You almost can’t surf the interwebz these days without coming across the Facebook backlash. It’s a deserved backlash – Facebook, seemingly under the direct guidance of its founder Mark Zuckerberg, has been playing fast and loose with the data of its users, and doing its best to keep users unaware of what it was up to.

So I have several friends who’ve quit Facebook entirely recently, and anti-Facebook links are enthusiastically circulated. (Including this great tool that scans your Facebook privacy settings for you.)

It kinda seems like the end of days for Facebook; or at the least, the beginning of the end. (Or maybe the middle of the end, with Twitter as the beginning of the end.)

But you know what? Facebook isn’t going anywhere. All of this activity I’m seeing, and you’re probably seeing too if you’re reading this, is just a storm in a teacup. Clamber out of the teacup and check out the rest of the table, and you’ll see it’s not stormy at all out there.

Here are the three reasons why Facebook is going to keep trucking on:

1. Sharing photos and holding events
Facebook *owns* the event-coordination space. You can manage invitations and details and everything right there in one spot, and then you can share the photos you took! For the past year, people not on Facebook will have noticed that they are starting to get forgotten – they’ll only hear about events afterwards, in passing. Facebook’s fighting it out with Flickr and Picasa for photo-sharing too, and my guess is it’s winning – Flickr and Picasa are where people who care about images go, but for people who just want to show pics of their friends to those same friends, why would you step outside Facebook’s door?

2. Farmville
Wiki says: “Since its launch in June 2009, FarmVille has become the most popular game application on Facebook, with over 82.4 million active users and over 23.9 million Facebook application fans in May 2010. The total FarmVille users are over 20% of the users of Facebook and over 1% of the population of the world.”

The number of people who love to play Farmville is several orders of magnitude greater than all those who care about online privacy. These people are going nowhere.

3. Where do I log in? I can’t find where I log in.
If you never read about the “where do I log in?” meme, you really should. Find it here. Basic lesson: a significant chunk of internet users fundamentally don’t understand what they are doing online. These people want to log into Facebook. Arcane privacy concerns will not play to this audience at all.

So: Zuckerberg is right. Facebook can do what it wants to privacy settings and it will still triumph.

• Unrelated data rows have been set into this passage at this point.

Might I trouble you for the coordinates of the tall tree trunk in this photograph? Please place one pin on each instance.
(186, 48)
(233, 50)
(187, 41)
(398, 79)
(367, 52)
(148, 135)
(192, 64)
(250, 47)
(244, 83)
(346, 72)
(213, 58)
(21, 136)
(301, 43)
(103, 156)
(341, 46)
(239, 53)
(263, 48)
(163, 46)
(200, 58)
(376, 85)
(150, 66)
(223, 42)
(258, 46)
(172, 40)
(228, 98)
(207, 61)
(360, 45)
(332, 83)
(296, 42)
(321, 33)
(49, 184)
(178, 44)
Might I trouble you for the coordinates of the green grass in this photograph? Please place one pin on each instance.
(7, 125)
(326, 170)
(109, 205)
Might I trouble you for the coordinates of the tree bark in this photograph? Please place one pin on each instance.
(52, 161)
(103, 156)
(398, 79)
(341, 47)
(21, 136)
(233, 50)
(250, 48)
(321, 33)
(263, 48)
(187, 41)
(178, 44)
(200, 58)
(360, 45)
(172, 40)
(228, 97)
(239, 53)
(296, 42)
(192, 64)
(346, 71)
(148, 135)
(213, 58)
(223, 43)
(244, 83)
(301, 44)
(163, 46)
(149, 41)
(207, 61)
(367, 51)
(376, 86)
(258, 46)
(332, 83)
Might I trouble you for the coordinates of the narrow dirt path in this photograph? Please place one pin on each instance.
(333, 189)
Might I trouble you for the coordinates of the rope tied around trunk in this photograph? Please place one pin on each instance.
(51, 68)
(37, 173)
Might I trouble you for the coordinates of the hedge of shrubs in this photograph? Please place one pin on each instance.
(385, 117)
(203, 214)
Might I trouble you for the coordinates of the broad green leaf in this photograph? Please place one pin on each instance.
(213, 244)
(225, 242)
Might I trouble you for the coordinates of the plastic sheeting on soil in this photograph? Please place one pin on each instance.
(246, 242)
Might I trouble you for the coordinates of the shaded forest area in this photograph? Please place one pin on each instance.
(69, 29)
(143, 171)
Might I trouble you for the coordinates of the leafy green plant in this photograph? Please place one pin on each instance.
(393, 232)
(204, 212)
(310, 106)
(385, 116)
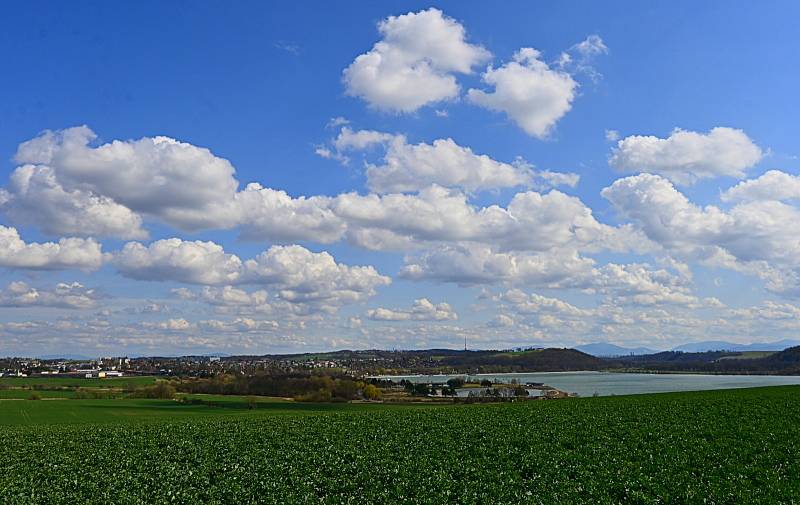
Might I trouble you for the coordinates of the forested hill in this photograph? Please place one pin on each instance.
(786, 362)
(539, 360)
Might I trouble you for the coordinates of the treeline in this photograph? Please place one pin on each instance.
(786, 362)
(540, 360)
(302, 387)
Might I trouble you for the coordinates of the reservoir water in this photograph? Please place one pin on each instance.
(609, 383)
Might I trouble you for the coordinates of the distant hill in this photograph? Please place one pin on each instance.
(785, 362)
(721, 345)
(537, 360)
(605, 350)
(66, 357)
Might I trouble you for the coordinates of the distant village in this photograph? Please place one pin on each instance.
(354, 363)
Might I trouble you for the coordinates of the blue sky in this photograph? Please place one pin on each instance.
(645, 262)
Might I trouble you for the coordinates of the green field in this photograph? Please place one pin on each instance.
(111, 382)
(734, 446)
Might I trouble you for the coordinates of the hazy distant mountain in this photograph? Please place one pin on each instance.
(601, 349)
(721, 345)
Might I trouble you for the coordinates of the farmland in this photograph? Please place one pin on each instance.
(737, 446)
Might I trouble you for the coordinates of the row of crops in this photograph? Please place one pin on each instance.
(739, 446)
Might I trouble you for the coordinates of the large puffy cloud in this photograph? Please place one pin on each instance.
(274, 215)
(686, 156)
(295, 274)
(772, 185)
(68, 187)
(305, 276)
(469, 264)
(185, 185)
(35, 197)
(422, 310)
(532, 93)
(193, 262)
(84, 254)
(757, 237)
(411, 167)
(749, 232)
(414, 63)
(67, 296)
(532, 221)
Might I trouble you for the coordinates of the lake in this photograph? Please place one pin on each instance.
(610, 383)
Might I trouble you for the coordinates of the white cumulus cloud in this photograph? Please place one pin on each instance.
(529, 91)
(414, 63)
(685, 156)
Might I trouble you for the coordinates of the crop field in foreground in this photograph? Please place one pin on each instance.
(735, 446)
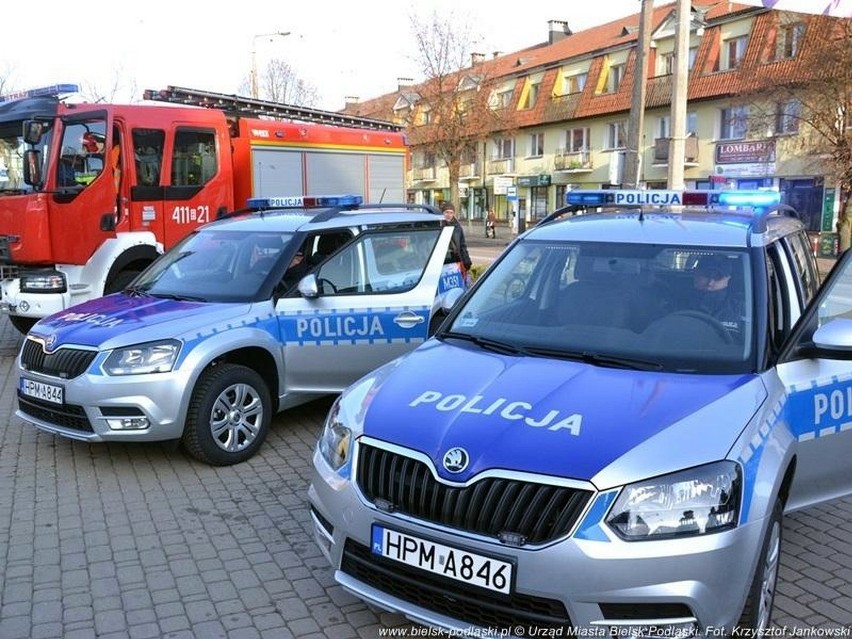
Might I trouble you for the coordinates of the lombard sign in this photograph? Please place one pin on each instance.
(837, 8)
(745, 152)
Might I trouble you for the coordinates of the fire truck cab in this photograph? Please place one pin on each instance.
(92, 193)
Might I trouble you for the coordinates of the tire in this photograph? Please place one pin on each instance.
(761, 593)
(228, 416)
(22, 324)
(120, 282)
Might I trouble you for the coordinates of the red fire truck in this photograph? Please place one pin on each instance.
(92, 193)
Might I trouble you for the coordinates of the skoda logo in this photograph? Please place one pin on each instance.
(456, 460)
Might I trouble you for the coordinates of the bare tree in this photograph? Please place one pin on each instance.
(279, 82)
(809, 91)
(452, 111)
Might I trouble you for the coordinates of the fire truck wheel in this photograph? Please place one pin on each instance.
(228, 417)
(22, 324)
(120, 282)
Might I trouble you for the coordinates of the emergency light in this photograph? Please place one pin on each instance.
(304, 201)
(40, 92)
(625, 198)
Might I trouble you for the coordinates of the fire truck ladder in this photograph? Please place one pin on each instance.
(239, 105)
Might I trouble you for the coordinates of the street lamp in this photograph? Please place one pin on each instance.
(253, 75)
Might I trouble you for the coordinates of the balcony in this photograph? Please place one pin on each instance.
(661, 151)
(573, 161)
(470, 171)
(501, 166)
(424, 174)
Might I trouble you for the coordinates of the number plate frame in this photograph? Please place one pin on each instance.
(435, 558)
(40, 390)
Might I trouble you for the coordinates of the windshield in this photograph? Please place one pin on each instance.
(215, 266)
(653, 307)
(12, 147)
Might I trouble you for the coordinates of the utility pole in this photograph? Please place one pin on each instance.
(636, 122)
(680, 78)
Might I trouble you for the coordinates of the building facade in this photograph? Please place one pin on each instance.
(571, 98)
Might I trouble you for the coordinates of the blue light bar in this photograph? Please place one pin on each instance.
(53, 90)
(757, 199)
(304, 201)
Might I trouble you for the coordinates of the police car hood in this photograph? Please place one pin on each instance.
(555, 417)
(120, 319)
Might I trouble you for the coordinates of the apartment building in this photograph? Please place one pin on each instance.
(571, 98)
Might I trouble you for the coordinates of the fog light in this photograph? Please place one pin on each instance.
(128, 423)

It makes me wonder, what would force change? I dunno about this. Three guesses, though:
* making it personal – if some aspect of this argument really gets to Zuckerberg himself, then he could lead a major change. I don’t know what it would take to reach the guy, though, he seems quite impervious to any outside agument.
* making it legal – get the U.S. govt involved (no other govt will do) and even the biggest internet website will have to play along. But how to raise that behemoth in a way that works to the good, and not the randomly destructive?
* stoking fear – the only thing that will get users off Facebook (apart from a competitor who can make a good show and stick around a long time to soak up users) is fear. People would ditch Facebook because of fear. These fears would have to be primal and probably irrational. I don’t know where they might come from. That would work.

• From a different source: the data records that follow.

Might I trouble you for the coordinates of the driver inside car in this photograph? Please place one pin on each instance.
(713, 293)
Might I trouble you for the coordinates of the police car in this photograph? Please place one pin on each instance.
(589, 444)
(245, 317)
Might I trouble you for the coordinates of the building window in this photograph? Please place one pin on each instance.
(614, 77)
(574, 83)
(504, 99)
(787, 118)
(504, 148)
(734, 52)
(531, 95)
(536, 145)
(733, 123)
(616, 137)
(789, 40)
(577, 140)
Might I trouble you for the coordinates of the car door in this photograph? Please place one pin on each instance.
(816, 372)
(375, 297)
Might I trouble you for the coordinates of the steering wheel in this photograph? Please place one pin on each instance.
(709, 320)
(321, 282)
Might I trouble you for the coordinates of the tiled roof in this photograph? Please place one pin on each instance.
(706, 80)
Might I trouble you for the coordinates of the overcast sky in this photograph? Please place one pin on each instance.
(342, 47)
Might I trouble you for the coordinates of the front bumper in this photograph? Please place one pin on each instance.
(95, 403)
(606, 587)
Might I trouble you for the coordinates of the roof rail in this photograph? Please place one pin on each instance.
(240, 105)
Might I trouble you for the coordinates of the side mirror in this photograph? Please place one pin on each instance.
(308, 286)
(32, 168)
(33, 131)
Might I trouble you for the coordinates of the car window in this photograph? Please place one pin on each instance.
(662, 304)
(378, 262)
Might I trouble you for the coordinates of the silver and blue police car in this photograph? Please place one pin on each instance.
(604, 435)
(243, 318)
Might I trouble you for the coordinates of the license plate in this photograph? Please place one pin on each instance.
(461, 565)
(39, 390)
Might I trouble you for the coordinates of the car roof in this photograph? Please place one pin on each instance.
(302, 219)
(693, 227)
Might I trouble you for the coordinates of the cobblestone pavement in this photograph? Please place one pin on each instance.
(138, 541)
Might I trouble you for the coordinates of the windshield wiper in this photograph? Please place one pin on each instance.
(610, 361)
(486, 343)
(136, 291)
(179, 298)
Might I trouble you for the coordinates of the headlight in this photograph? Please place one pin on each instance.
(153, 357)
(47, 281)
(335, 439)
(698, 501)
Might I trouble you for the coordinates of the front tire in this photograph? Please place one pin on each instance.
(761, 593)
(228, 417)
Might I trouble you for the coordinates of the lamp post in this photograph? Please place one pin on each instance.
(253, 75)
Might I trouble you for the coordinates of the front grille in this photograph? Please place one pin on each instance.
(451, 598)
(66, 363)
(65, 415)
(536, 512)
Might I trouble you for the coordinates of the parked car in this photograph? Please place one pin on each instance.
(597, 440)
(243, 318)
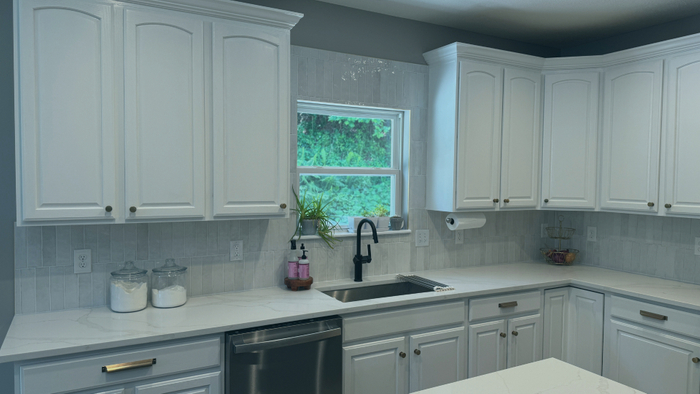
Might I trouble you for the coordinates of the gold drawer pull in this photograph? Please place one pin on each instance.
(130, 365)
(653, 315)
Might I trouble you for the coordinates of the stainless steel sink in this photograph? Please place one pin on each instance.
(375, 291)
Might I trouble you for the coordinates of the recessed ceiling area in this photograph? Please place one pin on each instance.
(553, 23)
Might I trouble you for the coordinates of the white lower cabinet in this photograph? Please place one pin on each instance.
(653, 361)
(573, 327)
(184, 367)
(514, 339)
(403, 351)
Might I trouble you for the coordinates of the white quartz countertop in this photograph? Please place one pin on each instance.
(549, 376)
(72, 331)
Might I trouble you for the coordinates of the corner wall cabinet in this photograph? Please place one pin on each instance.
(484, 132)
(504, 331)
(113, 109)
(573, 327)
(404, 351)
(570, 140)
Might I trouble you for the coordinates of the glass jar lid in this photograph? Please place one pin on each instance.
(129, 271)
(169, 269)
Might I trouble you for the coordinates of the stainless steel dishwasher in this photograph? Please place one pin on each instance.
(301, 357)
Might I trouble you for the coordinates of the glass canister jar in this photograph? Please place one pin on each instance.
(128, 289)
(169, 287)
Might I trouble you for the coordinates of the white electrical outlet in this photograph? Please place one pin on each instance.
(592, 234)
(422, 238)
(236, 251)
(82, 261)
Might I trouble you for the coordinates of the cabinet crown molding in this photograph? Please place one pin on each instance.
(232, 10)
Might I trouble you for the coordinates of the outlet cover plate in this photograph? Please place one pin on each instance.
(422, 238)
(82, 261)
(236, 252)
(592, 234)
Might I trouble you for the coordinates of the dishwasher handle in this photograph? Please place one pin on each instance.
(289, 341)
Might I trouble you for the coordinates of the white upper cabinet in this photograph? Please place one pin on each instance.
(164, 115)
(129, 112)
(251, 121)
(484, 129)
(682, 136)
(65, 111)
(478, 135)
(570, 140)
(631, 137)
(521, 139)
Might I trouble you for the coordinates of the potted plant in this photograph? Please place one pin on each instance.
(312, 219)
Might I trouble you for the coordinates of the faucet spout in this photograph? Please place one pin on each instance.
(359, 259)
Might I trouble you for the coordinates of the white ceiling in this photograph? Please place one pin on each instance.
(555, 23)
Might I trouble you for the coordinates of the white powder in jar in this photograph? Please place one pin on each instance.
(128, 296)
(169, 297)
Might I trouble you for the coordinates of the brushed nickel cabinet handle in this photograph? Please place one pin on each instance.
(653, 315)
(130, 365)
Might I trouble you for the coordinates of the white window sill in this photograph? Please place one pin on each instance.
(366, 233)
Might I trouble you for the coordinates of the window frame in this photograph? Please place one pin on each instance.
(399, 155)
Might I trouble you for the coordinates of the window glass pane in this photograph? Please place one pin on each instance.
(350, 195)
(337, 141)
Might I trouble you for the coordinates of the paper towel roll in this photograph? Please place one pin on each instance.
(463, 221)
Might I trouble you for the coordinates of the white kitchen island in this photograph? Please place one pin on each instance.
(549, 376)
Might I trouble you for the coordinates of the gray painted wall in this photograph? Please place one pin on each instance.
(662, 32)
(7, 185)
(342, 29)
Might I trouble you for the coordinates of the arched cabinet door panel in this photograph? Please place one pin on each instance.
(251, 121)
(65, 126)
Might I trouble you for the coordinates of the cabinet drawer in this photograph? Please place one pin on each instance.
(503, 305)
(657, 316)
(410, 319)
(86, 372)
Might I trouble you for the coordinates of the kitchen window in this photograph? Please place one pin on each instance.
(353, 156)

So I guess I’m expecting Facebook to stick around, and to be honest I’m not too worried about that. I hope the backlash does make some major changes in how Facebook does what it does, but its fundamental service – photos and events – works well for me. I dip into the stream of chatter from my friends about once a week and that’s always quite fun. As far as I’m concerned, it can stay.

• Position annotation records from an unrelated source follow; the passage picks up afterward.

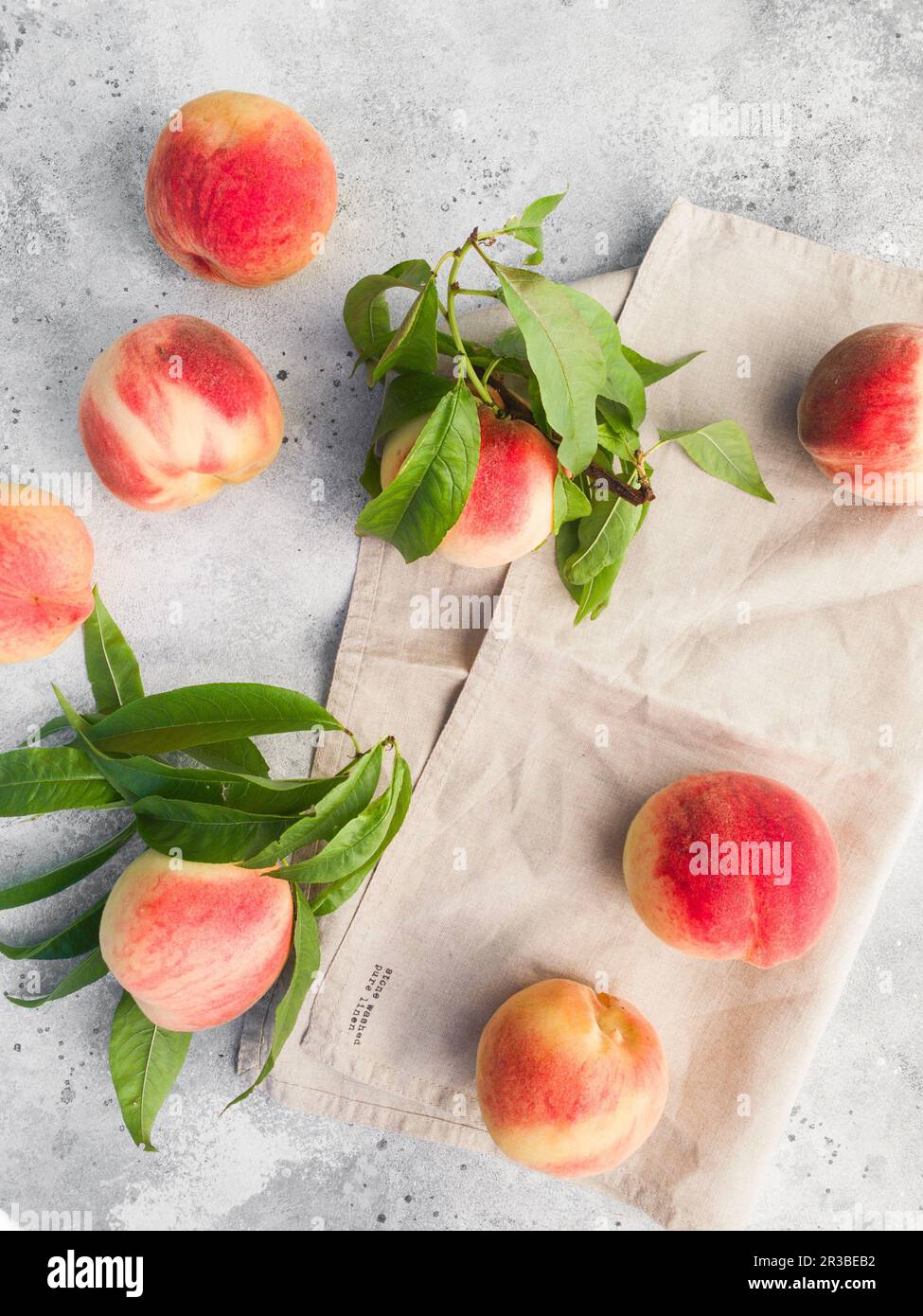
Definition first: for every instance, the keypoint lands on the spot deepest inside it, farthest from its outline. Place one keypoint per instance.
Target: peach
(174, 411)
(733, 866)
(570, 1080)
(195, 944)
(861, 414)
(509, 508)
(46, 566)
(240, 188)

That said, I’m still waiting for the integration of Facebook social networking with mobile devices (iPhone et al.) Twitter has scored big with its comfortable fit on the mobile platform, but an integrated Facebook-as-cellphone-OS can’t be far away now, and once that (or its open-protocol relative) hits, there’s no going back – next stop, mirrorshades.

*I got it wrong – it only took two years for MySpace, Bebo and Hi5 to fall.